= Jodi O'Brien =

Jodi O'Brien is a professor of Sociology and Women and Gender Studies at Seattle University. Her teaching and research interests include gender. sexuality, religion, social psychology, and social inequality. She is the editor of the Encyclopedia of Gender and Society and co-editor of the “Contemporary Sociological Perspectives” book series. Her books include The Production of Reality, Social Prisms, and Everyday Inequalities. O'Brien is openly gay.

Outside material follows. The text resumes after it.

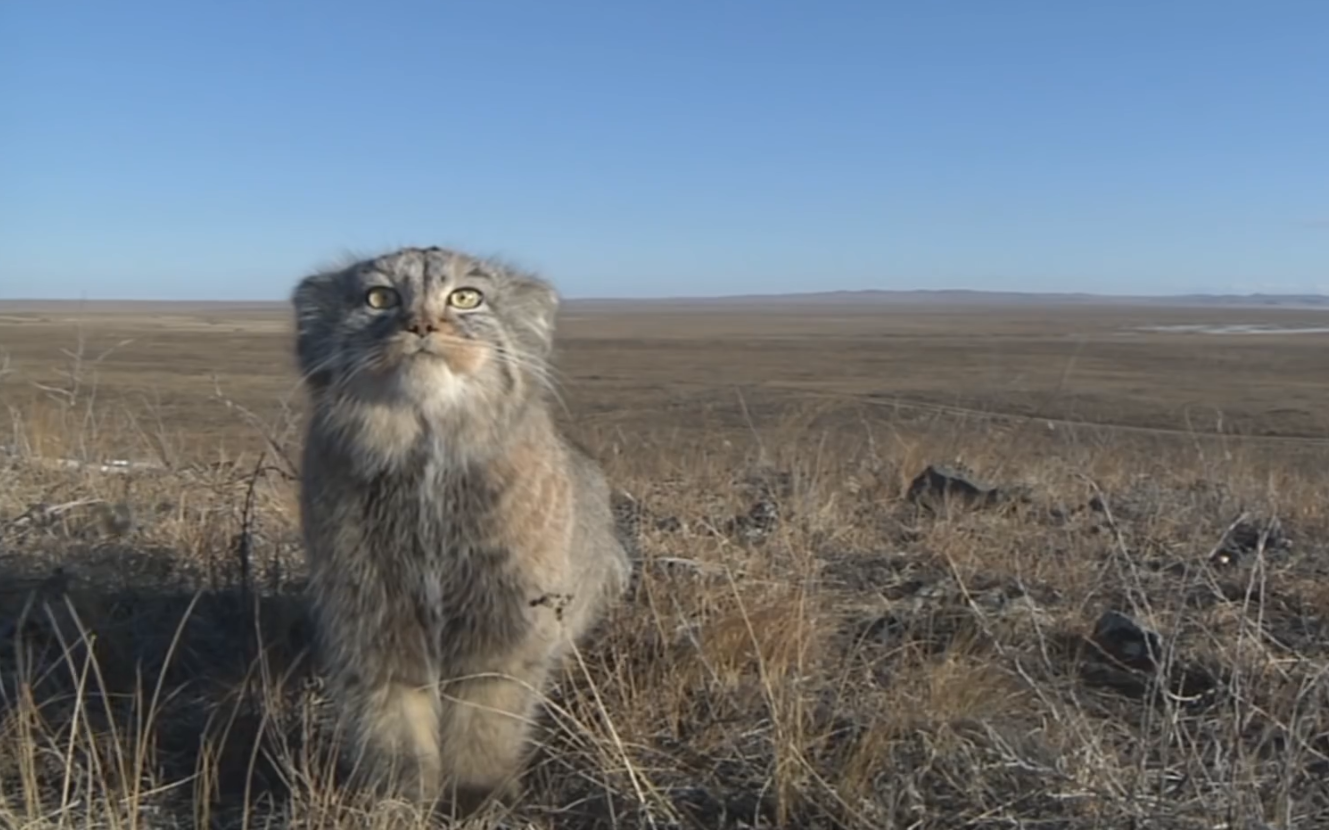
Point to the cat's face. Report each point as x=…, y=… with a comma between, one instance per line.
x=424, y=327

There was controversy when O'Brien was appointed dean of the college of arts and sciences at Marquette University. The university rescinded the offer because some of her academic writings were at odds with the church's position on same-sex marriage. Dozens of faculty took out a full-page ad in the Milwaukee Journal Sentinel, protesting Marquette's decision to withdraw O'Brien's appointment based on her sexual orientation. The protest was unsuccessful, and O'Brien remains at Seattle University to this day (as of March 2026), where her role has grown to include leadership of the university's effort to foster diversity among faculty.

== Key publications ==
- O'Brien, Jodi. 2022. The Production of Reality: Essays and Readings in Social Interaction, 7th Edition. Sage.
- O’Brien, Jodi. 2016. “Seeing Agnes: Notes on a Transgender Biocultural Ethnomethodology.” Symbolic Interaction, Vol. 39:306-329.
- O’Brien, Jodi. 2012. “Stained Glass Ceilings: Religion, Sexuality and the Cultural Politics of Belonging.” Social Philosophy Today, Vol. 28:5-26.
- O’Brien, Jodi. 2010. “Seldom Told Tales from the Field: Special Issue Editor’s Introduction.” Journal of Contemporary Ethnography, Vol. 39:471-482.
- O’Brien, Jodi. 2009. “Sociology as an Epistemology of Contradiction.” Sociological Perspectives. Vol. 52:5-22.
- O’Brien, Jodi. 2008. “Complicating Homophobia.” Sexualities. Vol.11:496-512.
- Editor: “Sociology ReWired” (with Marcus Hunter). Routledge. 2007–present.